Configuring a Fortigate for UTM inspection of SSL/TLS encrypted channels (Fortigate ssl mitm)
Man in the middle
What you are actually doing is creating a CA on the Fortigate (a public/private key pair). This Fortigate housed CA will be a subordinate CA. Clients will trust the Fortigate housed CA by trusting the certificate chain (since they trust your root CA). You may have seen this sort of thing before.
I am awaiting word on how to properly assign a CRL to the subordinate CA cert when signing.
Create the Subordinate CA key pair (certificate and key):
1) Log on to your CA via the console.
2) Generate the subordinate CA private key:
openssl genrsa -des3 -out /root/ca/private/fortigate.key 4096 chmod 600 /root/ca/private/fortigate.key
Protect the fortigate.key. It is very important!
3) Generate a certificate signing request so that the root CA can generate a signed certificate using
openssl req -new -key /root/ca/private/fortigate.key -out /root/fortigate.csr #Country Name (2 letter code) [XX]:US #State or Province Name (full name) :New York #Locality Name (eg, city) [Default City]:New York #Organization Name (eg, company) [Default Company Ltd]:Company Name #Organizational Unit Name (eg, section) :. #Common Name (eg, your name or your server's hostname) :Fortigate Internal CA #Email Address :firstname.lastname@example.org #A challenge password : [blank] #An optional company name : [blank]
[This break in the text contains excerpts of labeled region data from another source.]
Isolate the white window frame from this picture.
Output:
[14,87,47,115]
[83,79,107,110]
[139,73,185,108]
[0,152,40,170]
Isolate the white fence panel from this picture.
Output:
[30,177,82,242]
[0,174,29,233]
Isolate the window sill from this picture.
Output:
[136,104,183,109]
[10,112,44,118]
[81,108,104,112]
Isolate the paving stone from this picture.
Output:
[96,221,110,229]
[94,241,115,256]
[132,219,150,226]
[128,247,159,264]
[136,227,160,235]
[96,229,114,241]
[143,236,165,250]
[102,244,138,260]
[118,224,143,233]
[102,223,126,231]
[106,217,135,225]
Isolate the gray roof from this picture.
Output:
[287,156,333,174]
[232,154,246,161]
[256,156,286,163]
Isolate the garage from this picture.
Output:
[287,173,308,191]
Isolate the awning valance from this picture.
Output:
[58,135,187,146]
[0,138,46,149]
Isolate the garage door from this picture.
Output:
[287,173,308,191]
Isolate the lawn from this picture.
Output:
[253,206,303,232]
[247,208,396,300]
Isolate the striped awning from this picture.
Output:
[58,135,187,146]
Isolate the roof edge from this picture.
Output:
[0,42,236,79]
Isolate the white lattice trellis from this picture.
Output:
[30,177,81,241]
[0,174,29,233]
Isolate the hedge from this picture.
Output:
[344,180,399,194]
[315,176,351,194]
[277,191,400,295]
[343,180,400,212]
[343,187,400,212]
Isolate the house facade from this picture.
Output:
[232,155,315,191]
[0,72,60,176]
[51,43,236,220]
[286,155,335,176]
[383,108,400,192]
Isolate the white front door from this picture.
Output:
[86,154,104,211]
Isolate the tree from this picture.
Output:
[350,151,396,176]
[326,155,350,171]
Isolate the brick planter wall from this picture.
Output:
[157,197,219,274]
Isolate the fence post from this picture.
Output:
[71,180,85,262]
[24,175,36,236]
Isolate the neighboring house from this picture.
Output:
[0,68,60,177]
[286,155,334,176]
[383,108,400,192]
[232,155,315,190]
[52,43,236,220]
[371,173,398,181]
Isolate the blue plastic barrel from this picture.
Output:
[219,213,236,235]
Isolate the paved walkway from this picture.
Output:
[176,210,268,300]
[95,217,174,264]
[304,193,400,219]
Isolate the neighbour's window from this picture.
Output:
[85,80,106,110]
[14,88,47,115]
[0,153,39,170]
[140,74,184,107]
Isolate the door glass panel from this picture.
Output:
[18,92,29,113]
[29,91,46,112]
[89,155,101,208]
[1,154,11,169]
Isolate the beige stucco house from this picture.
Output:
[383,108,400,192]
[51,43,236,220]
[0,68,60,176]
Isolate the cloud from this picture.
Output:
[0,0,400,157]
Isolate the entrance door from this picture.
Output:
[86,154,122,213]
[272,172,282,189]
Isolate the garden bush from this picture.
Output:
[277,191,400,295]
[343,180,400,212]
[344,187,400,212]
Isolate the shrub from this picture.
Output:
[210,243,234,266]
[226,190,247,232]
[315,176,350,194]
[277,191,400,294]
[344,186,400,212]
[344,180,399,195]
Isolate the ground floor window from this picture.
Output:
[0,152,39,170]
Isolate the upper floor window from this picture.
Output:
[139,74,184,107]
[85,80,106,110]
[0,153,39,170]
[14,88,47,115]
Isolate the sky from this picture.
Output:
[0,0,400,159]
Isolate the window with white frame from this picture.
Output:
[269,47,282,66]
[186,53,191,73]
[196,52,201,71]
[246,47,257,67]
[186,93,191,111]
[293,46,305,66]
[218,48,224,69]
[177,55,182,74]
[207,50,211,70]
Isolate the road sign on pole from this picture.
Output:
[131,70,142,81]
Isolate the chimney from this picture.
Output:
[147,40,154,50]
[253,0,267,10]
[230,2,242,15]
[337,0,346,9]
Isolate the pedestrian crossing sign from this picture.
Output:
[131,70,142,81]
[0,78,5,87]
4) Sign the certificate signing request with the CA keys and make output a certificate that can be used as a CA:
openssl ca -extensions v3_ca -days 3650 -out /root/ca/certs/fortigate.cer -in /root/fortigate.csr
Install the key pair onto the Fortigate unit:
1) Copy both fortigate.key and fortigate.cer to a workstation so that you can upload them to the Fortigate.
2) Log on to the web UI of the Fortigate and access (global vdom scope) System> Certificates> Local Certificates
3) Click Import
4) Type: Certificate, Certificate file = fortigate.cer, Key file = fortigate.key, Password = password for fortigate.key. Click OK, then the Return link.
fortigate will be listed in the Local Certificates list.
5) At the Fortigate CLI, configure the HTTPS proxy daemon to present the certificate:
config global #this is if you have vdoms configured, if not, you should just have the next line available config firewall ssl setting set caname fortigate end end
Configure the policy options and policy:
1) In the Fortigate web UI, go to VDOM (root)> Policy> Protocol Options. Click the + symbol in the upper right to create another protocol options object.
2) Provide the following settings:
Name: SSL/TLS Options HTTPS> check Enable Deep Scanning All protocol items: Threshold = 2MB
3) Click Apply.
4) Create a policy that encompasses the HTTPS “service” __from__ the client __to__ the destination Internet service (IP addresses, route qualified interface, etc).
Under UTM make sure you set the Protocol Options to the “SSL/TLS Options” you just created in step 3.